PS: PRs are welcome — feel free to add your project here.

Language information

Tested language versions:

  • Java: 8, 11, 17
  • TypeScript/JavaScript
  • Kotlin
  • Rust: v1.60.0
  • Python: 2, 3

Gradle modules (by tier):

// tier 1 languages
":chapi-ast-java",
":chapi-ast-typescript",

// tier 1 model language
":chapi-ast-protobuf",

// tier 2 languages
":chapi-ast-kotlin",
":chapi-ast-go",
":chapi-ast-python",
":chapi-ast-scala",

// tier 3 languages
":chapi-ast-rust",
":chapi-ast-csharp",
":chapi-ast-c",
":chapi-ast-cpp",

// others
":chapi-parser-toml",
":chapi-parser-cmake",

Language families (refs):

Category Languages Planned support
C family C#, Java, Go, C, C++, Objective-C, Rust, ... C++, C, Java, C#, Rust?
Functional Scheme, Lisp, Clojure, Scala, ... Scala
Scripting Lua, PHP, JavaScript, Python, Perl, Ruby, ... Python, JavaScript
Other Fortran, Swift, Matlab, ... Swift?, Fortran?

Parsing / analysis rules

Chapi scans twice to improve cross-file resolution.

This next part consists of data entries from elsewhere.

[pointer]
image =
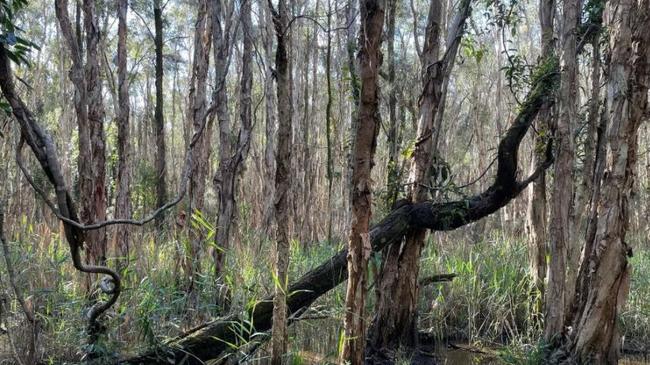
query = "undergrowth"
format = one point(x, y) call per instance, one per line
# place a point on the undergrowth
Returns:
point(490, 303)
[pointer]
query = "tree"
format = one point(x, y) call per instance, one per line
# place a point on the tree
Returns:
point(602, 287)
point(197, 115)
point(369, 59)
point(213, 339)
point(123, 200)
point(90, 113)
point(395, 323)
point(537, 212)
point(282, 179)
point(159, 117)
point(560, 239)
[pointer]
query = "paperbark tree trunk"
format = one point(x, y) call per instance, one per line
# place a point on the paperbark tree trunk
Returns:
point(395, 323)
point(224, 179)
point(604, 285)
point(212, 339)
point(197, 119)
point(369, 59)
point(392, 134)
point(536, 224)
point(90, 113)
point(159, 116)
point(560, 284)
point(123, 200)
point(282, 180)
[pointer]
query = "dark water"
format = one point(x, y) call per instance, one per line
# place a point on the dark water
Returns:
point(463, 357)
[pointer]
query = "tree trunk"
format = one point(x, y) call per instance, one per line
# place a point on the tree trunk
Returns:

  • It helps find data structures in the same package/module.

TypeScript

  1. PackageName uses the resolved path. For example, src/grammar/blbla.ts becomes @.grammar.
  2. Top-level functions in a file use default as DataStructure.Name.
  3. export default Object uses default as FunctionName and belongs to the default data structure.

C# notes

C

We use https://kitty.southfox.me:443/https/github.com/shevek/jcpp to preprocess C code.

Kotlin

  • warpTargetFullType is required to resolve classes in the same package.

Usage

Add dependencies:

dependencies {
    implementation "com.phodal.chapi:chapi-ast-java:2.3.6"
    implementation "com.phodal.chapi:chapi-domain:2.3.6"
}

Example (Kotlin):

import chapi.domain.core.CodeDataStruct
import kotlinx.coroutines.async
import kotlinx.coroutines.awaitAll
import kotlinx.coroutines.runBlocking
import org.archguard.scanner.core.sourcecode.SourceCodeContext
import java.io.File

class CSharpAnalyser(override val context: SourceCodeContext)

private val client = context.client
private val impl = chapi.ast.csharpast.CSharpAnalyser()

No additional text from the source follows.